Some of our benchmarks provide broad coverage with an emphasis on comparability. Others target Excel-specific behaviors and customer workflows for specific feature areas or customer segments. Here is a subset of the benchmarks we use internally:
Public benchmarks
One public benchmark used by many spreadsheet products is SpreadsheetBench, a benchmark of spreadsheet tasks that provides broad coverage of common operations. Internally, we’ve further curated and validated subsets of this benchmark to adjust ambiguous queries, improve grader correctness, and improve signal to make results more easily applicable. However, we believe our internal benchmarks better reflect the type of work and expectations of Excel customers.
Private benchmarks
In addition to public benchmarks we maintain several internal benchmarks within the Excel team. Some examples include:
- RegressionBench helps us detect whether a change has broken something that used to work.
- CustomerBench focuses on matching production customer distributions across task complexity, domains, workbook shapes, and other dimensions. This provides an signal that mirrors customer usage.
- OfficeJSBench measures whether the operations Copilot generates to act on the workbook execute reliably and produce the intended result.
- FinanceBench is one of our deep and challenging vertical benchmarks focused on finance workflows and uses finance-specific rubrics for correctness, structure, and auditability. We developed FinanceBench with input and review from partners like Financial Modeling Institute (FMI), Microsoft Finance, and other finance professionals and customers.
The collection of these benchmarks provides both broad and granular measurements on quality. They allow us to measure where the agent is strong, where it can improve, and whether a change has the intended impact on the customer experience.
How eval results make Copilot in Excel better
Evals are not just a reporting mechanism – they are deeply integrated into how we build the AI experience in Excel. Eval benchmarks help:
- Gate releases: Benchmark runs are part of how we decide whether a feature is ready to advance from our validation environments to customer availability. If evals detect issues or the improvement doesn’t show intend impact, the change does not move forward.
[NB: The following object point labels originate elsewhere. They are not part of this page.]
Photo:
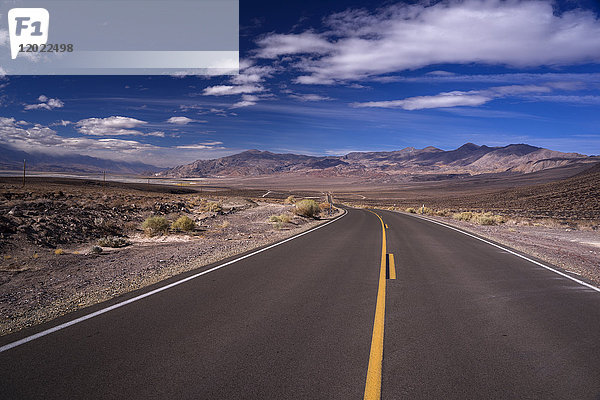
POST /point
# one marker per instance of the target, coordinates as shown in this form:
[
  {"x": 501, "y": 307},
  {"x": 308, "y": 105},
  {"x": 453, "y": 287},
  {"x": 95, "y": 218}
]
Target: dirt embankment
[{"x": 48, "y": 232}]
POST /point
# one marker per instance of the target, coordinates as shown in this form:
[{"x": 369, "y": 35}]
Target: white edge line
[
  {"x": 509, "y": 251},
  {"x": 158, "y": 290}
]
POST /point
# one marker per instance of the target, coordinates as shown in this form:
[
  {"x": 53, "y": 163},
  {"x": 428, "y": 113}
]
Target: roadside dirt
[{"x": 48, "y": 269}]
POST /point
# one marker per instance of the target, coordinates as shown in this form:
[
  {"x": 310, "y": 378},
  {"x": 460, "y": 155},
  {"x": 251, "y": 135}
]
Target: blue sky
[{"x": 330, "y": 77}]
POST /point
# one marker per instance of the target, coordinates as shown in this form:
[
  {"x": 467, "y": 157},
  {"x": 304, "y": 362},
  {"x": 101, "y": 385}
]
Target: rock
[{"x": 96, "y": 250}]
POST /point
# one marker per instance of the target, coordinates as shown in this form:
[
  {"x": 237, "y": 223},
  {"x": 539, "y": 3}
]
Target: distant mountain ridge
[
  {"x": 469, "y": 159},
  {"x": 11, "y": 159}
]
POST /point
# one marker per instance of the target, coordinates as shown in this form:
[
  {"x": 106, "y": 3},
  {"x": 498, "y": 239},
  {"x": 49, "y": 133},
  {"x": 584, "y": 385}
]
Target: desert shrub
[
  {"x": 463, "y": 216},
  {"x": 424, "y": 210},
  {"x": 155, "y": 226},
  {"x": 324, "y": 206},
  {"x": 113, "y": 241},
  {"x": 184, "y": 224},
  {"x": 307, "y": 208},
  {"x": 290, "y": 200},
  {"x": 282, "y": 219},
  {"x": 487, "y": 219},
  {"x": 210, "y": 206},
  {"x": 442, "y": 213}
]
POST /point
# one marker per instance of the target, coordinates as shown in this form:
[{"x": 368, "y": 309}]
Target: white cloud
[
  {"x": 45, "y": 104},
  {"x": 113, "y": 126},
  {"x": 201, "y": 146},
  {"x": 456, "y": 98},
  {"x": 275, "y": 45},
  {"x": 227, "y": 90},
  {"x": 247, "y": 100},
  {"x": 41, "y": 138},
  {"x": 360, "y": 45},
  {"x": 180, "y": 120},
  {"x": 309, "y": 97}
]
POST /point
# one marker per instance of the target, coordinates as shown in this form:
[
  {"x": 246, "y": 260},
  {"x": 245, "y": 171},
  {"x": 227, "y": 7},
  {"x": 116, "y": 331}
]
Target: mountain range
[
  {"x": 428, "y": 163},
  {"x": 11, "y": 159}
]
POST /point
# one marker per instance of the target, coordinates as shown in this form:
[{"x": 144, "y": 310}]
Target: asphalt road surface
[{"x": 463, "y": 319}]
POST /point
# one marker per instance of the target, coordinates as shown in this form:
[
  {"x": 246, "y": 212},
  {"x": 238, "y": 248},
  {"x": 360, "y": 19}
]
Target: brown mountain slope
[{"x": 469, "y": 159}]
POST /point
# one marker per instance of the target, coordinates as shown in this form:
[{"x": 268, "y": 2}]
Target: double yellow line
[{"x": 373, "y": 385}]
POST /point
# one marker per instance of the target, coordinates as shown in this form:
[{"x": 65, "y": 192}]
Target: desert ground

- Improve based on customer signals: When a customer conversation or signal reveals opportunity for improvement, we classify it and then create representative eval cases for it. We can then fix it and measure improvement in subsequent eval runs.
- Model training: We use rubrics and graders from evals to provide signal to tune models for spreadsheet work.
- Inform the right model for the job: Comparable benchmark results help us route tasks to models that balance quality, latency, and capability, to provide the best experience to customers.
Over time, this creates a virtuous cycle: feedback and usage identify opportunities, evals quantify them, fixes and training address them, benchmarks confirm the win, and the next release starts from a higher bar.
Why the hero scenario matters
Coming back to the valuation prompt, the reason it matters is that it represents the kind of work people increasingly want Copilot in Excel to help with. They do not just want help inserting a chart or writing one formula. They want help completing meaningful work: understanding a model, finding an issue, improving the analysis, and making the result easier to trust.
We can only deliver that L4 experience if the underlying layers are strong. Formula edits have to be correct, feature usage has to be reliable, multi-step plans have to stay coherent, and the final workbook has to be clear, complete, and auditable. That is why our eval system measures both the broad set of things people do in Excel and the deep workflows that matter most in demanding domains like finance.